Quello che il popolo del web ha ribattezzato come il mondo del “food” sta vivendo un momento particolare che per la nostra categoria rischia di diventare un vero pericolo: basta pensare ai soldi che tantissimi miei colleghi investono per diventare popolari sui social network. Parliamo di cifre tutt’altro che trascurabili, centinaia di euro per vedere la foto della propria pizza sul canale instagram o sulla pagina Facebook di quel “movimento” seguito da migliaia di utenti. A decidere quali sono i locali e le pizzerie “in voga” sono dei ragazzini che hanno il merito di saperci fare con i social, ma che non hanno alcuna competenza in materia gastronomica. – denuncia senza peli sulla lingua Maurizio Ferrillo- Oggi, grazie all’utilizzo scriteriato dei social applicato al nostro lavoro, stiamo mandando in barba la meritocrazia per privilegiare le pizze “più fotogeniche” e i post più seguiti. Ci stiamo abituando a giudicare il cibo con gli occhi, senza renderci conto di quanto questo sia “contro natura”.
Per non parlare delle ritorsioni che una recensione negativa di un food blogger – o presunto tale – può sortire sul nostro lavoro. E magari, quella persona, parla male del tuo locale e del tuo cibo, solo perché hai “osato” servirgli il conto. Anche questa sudditanza psicologica nei confronti dei critici gastronomici e dei curatori dei blog di cucina, non fa affatto bene al nostro lavoro. Tutte queste classifiche ed hit parade stilate di continuo su giornali, riviste e web, altro non fanno che inasprire i rapporti tra noi pizzaioli. Tra quelli che vivono all’interno della stessa città, dello stesso quartiere e anche tra quelli che vivo in altre città e regioni. L’esasperazione dello spirito di competizione ci sta traghettando verso un circolo vizioso che sta esasperando la situazione e che sta sfociando nel ridicolo. Ogni pizzaiolo ha il suo punto di forza e un suo cavallo di battaglia che nulla sottrae né aggiunge a quelli dei colleghi. Riconoscere i meriti altrui non significa sminuire il nostro lavoro, né tantomeno questo accade se viene elogiato il lavoro di un altro, con giusta ragione.

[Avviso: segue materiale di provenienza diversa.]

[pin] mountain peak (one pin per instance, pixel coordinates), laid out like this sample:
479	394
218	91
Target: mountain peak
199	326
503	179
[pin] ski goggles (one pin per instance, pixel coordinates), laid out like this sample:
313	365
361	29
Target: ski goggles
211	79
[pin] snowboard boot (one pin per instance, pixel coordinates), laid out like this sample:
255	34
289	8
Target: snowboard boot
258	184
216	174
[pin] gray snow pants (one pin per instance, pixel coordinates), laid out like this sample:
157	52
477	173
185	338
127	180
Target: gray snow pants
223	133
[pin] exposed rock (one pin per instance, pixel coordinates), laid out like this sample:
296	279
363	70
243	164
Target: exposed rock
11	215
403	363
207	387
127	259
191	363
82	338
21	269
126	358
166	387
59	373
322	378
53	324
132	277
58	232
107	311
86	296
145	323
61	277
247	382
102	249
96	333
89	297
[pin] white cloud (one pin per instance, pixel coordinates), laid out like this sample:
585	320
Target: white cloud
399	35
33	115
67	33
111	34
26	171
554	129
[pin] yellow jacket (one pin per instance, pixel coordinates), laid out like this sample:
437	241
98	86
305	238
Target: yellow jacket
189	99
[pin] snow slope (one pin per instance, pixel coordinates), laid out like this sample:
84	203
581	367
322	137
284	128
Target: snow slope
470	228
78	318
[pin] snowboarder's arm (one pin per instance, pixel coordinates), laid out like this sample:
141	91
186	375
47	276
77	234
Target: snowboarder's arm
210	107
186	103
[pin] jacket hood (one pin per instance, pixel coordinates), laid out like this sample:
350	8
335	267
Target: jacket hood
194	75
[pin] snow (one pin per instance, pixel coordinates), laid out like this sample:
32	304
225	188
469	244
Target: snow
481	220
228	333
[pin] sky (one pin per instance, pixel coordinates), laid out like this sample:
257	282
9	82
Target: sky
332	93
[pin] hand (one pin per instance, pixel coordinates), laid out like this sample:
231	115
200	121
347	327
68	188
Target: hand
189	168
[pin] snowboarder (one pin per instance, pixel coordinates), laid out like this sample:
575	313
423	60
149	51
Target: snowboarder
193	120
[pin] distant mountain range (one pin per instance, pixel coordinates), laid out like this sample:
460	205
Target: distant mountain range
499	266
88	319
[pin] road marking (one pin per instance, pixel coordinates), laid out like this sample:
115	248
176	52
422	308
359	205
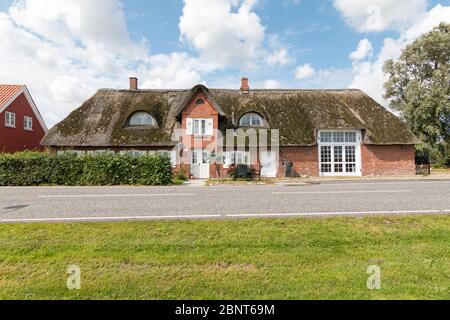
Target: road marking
216	216
118	195
342	192
378	183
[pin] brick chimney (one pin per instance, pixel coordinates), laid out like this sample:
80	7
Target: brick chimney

Mi viene da sorridere quando sento: “questa pizza l’ho inventata io”, perché mi suona piuttosto ridicolo estendere il termine “invenzione” a una pizza. La lampadina, il treno e tutte le scoperte che hanno portato a un’evoluzione dell’essere umano, secondo il mio parere, si possono definire “invenzioni”, ma non la pizza. La prima pizza Margherita può essere definita un’” invenzione”, tutto quello che è avvenuto dopo deve essere rispettosamente definito “una variazione sul tema”. Leonardo Da Vinci e i grandi scienziati che hanno segnato la nostra storia, dovrebbero rivoltarsi nella tomba tutte le volte che un pizzaiolo si esprime in questi termini e probabilmente lo fanno!
Pertanto, rivolgo un invito a tutti i pizzaioli: restiamo uniti senza perdere di vista quello che deve essere l’obiettivo imprescindibile del nostro lavoro, onorare e rilanciare la storia e il prestigio della pizza. Senza lasciarci ammaliare dai bagliori della visibilità, perché sono certo che, quando il boom virale della pizza sarà terminato, ad avere la meglio saranno proprio i pizzaioli che hanno voluto e saputo rimanere fuori da questo calderone virtuale e mediatico. – aggiunge, infine, il maestro Ferrillo – Meno showman davanti agli schermi e più pizzaioli dietro ai banconi a fare con umiltà e dignità il loro lavoro: questo è il mio auspicio, per il bene della pizza e di questa professione”.